2. Verletzt der Notar diese Pflicht, dann sind die durch die unrichtige Vorgehensweise verursachten Mehrkosten gemäß §§ 141, 16 Abs. 1 KostO nicht zu erheben bzw. zurückzuerstatten. Es werden lediglich solche Kosten nicht erhoben, die bei richtiger Behandlung der Sache nicht entstanden wären. Kosten, die auch bei richtiger Behandlung angefallen wären, müssen erhoben werden, da die Beteiligten durch die unrichtige Sachbehandlung keinen Vorteil haben sollen.

 

Normenkette

BeurkG § 17; BNotO §§ 19, 24; KostO §§ 16, 141, 156

 

Verfahrensgang

LG Bamberg (Entscheidung vom 15.05.2000; Aktenzeichen 1 T 23/99)

 

Tenor

I. Der Beschluß des Landgerichts Bamberg vom 15. Mai 2000 wird aufgehoben.

II. Die Sache wird zur erneuten Behandlung und Entscheidung an das Landgericht Bamberg zurückverwiesen.

 

Gründe

I.

Der Beteiligte zu 1 gründete mit den Beteiligten zu 2 und 3 eine Gesellschaft des bürgerlichen Rechts. Ziel der Gesellschaft war es, ein Grundstück zu erwerben, zu bebauen und auf die Gesellschafter zu verteilen.

Mit Urkunde vom 19.3.1998 (erste Urkunde) beurkundete der Notar einen Vertrag, mit dem die Verkäuferin das Grundstück an die Gesellschafter verkaufte; zugleich wurde die Auflassung erklärt. Nachträglich stellte sich heraus, daß die Urkunde nicht vollzogen werden konnte, weil die Verkäuferin bereits zu notarieller Urkunde des weiteren Beteiligten das Grundstück gemäß § 8 WEG aufgeteilt hatte und im Wohnungsgrundbuch bereits neun Wohnungseigentumsanteile eingetragen waren. Mit Nachtrag vom 6.4.1998 (zweite Urkunde), beurkundete der Notar, daß Kaufobjekt der ersten Urkunde das gesamte im Wohnungsgrundbuch vorgetragene Raumeigentum (Wohnungen 1 mit 9) ist. Mit weiterem Nachtrag vom 14.7.1998 (dritte Urkunde) schlossen die erwerbenden Gesellschafter einen Bauherrnvertrag (Anlage zu dieser Urkunde), einigten sich über die Beteiligungsquoten er Gesellschafter und teilten die einzelnen Wohnungen den Gesellschaftern individuell zu. Mit Nachtrag vom 8.10.1998 (vierte Urkunde) beurkundete der Notar ergänzend zu einer früher von ihm beurkundeten Teilungserklärung und zu der dritten Urkunde vom 14.7.1998 die Einigung der Vertragsteile über eine bestimmte Festlegung der Miteigentumsanteile nebst Sondereigentum und die Zuweisung dieser Anteile an die Gesellschafter.
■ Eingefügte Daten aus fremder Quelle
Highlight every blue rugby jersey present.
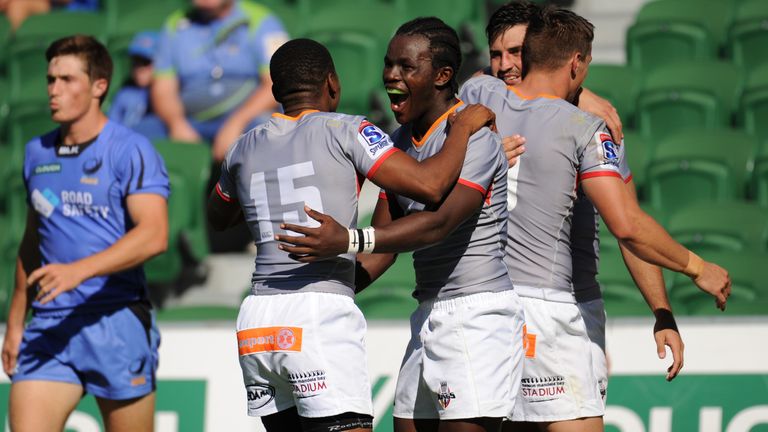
[23,121,169,314]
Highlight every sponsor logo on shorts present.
[520,376,565,402]
[245,384,275,410]
[33,163,61,175]
[288,369,328,399]
[237,327,302,356]
[437,381,456,409]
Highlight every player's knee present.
[301,412,373,432]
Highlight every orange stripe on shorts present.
[237,327,302,356]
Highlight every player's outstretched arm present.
[2,208,40,376]
[581,176,731,310]
[619,181,684,381]
[370,105,496,204]
[576,88,624,142]
[275,184,484,262]
[27,193,168,304]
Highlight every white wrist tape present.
[347,227,376,254]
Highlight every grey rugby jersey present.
[388,102,512,302]
[216,111,398,296]
[461,76,624,301]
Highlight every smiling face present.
[383,35,436,124]
[48,55,107,123]
[490,24,528,85]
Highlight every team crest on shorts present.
[288,369,328,399]
[245,384,275,410]
[520,376,565,402]
[437,381,456,409]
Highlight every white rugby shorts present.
[237,292,373,418]
[393,290,524,420]
[577,298,608,408]
[512,297,605,422]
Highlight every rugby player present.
[461,9,730,431]
[278,18,523,432]
[208,39,493,432]
[3,35,169,432]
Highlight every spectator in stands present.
[109,31,167,140]
[0,0,99,30]
[151,0,288,161]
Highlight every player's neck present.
[411,96,459,140]
[515,71,569,99]
[61,109,107,145]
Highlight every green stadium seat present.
[626,0,733,70]
[669,251,768,315]
[584,64,641,127]
[157,306,240,322]
[394,0,485,31]
[750,142,768,206]
[637,61,742,140]
[737,64,768,147]
[154,141,211,261]
[8,11,107,103]
[728,0,768,70]
[647,129,756,212]
[355,287,418,320]
[597,247,650,316]
[667,202,768,253]
[307,31,384,115]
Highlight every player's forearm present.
[355,253,397,293]
[150,77,186,127]
[620,241,672,312]
[74,221,168,280]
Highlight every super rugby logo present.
[595,132,619,165]
[437,381,456,409]
[357,120,392,159]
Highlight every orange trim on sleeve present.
[456,178,488,197]
[237,327,303,356]
[576,171,624,181]
[411,100,464,147]
[215,183,232,202]
[507,86,562,100]
[365,147,400,179]
[272,110,320,121]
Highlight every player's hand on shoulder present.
[693,261,731,311]
[275,206,349,263]
[27,262,87,304]
[448,104,496,135]
[3,327,24,377]
[579,88,624,143]
[501,135,525,168]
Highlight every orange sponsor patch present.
[523,325,536,358]
[237,327,302,356]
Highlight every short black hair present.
[45,34,113,104]
[485,1,540,46]
[395,17,461,93]
[522,6,595,78]
[269,38,336,103]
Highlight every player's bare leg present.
[9,381,83,432]
[540,417,604,432]
[96,392,155,432]
[395,417,440,432]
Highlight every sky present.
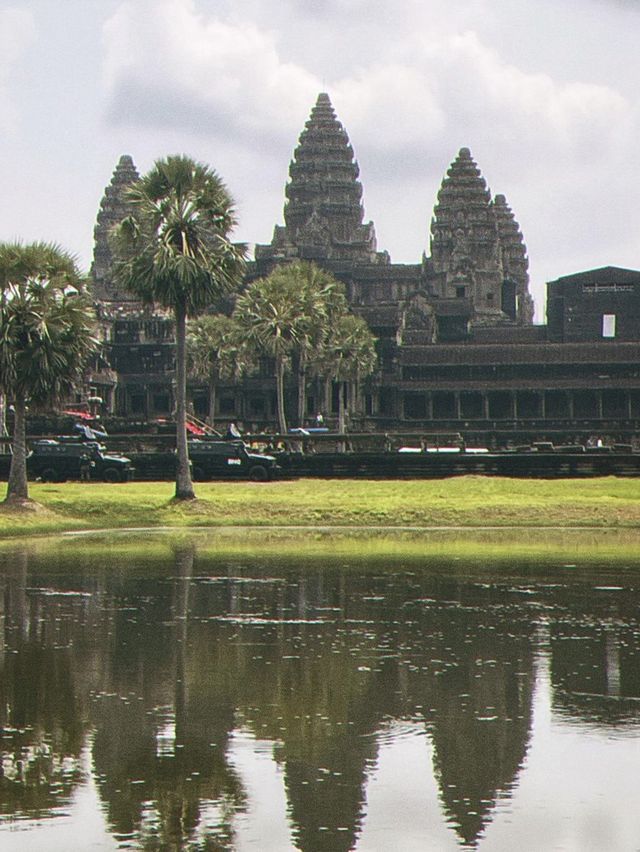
[0,0,640,321]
Für die erste Urkunde stellte der Notar 1 871,28 DM in Rechnung. Diese Rechnung wurde beglichen. Die zweite und vierte Urkunde wurden nicht berechnet. Die Rechnung für die dritte Urkunde will der Beteiligte zu 1 nicht bezahlen. Er ist der Meinung, daß alle Nachträge nur erfolgt seien, um die vom Notar zu verantwortenden Fehler bei der Errichtung der ersten Urkunde zu heilen und die Vollzugsfähigkeit zu erreichen.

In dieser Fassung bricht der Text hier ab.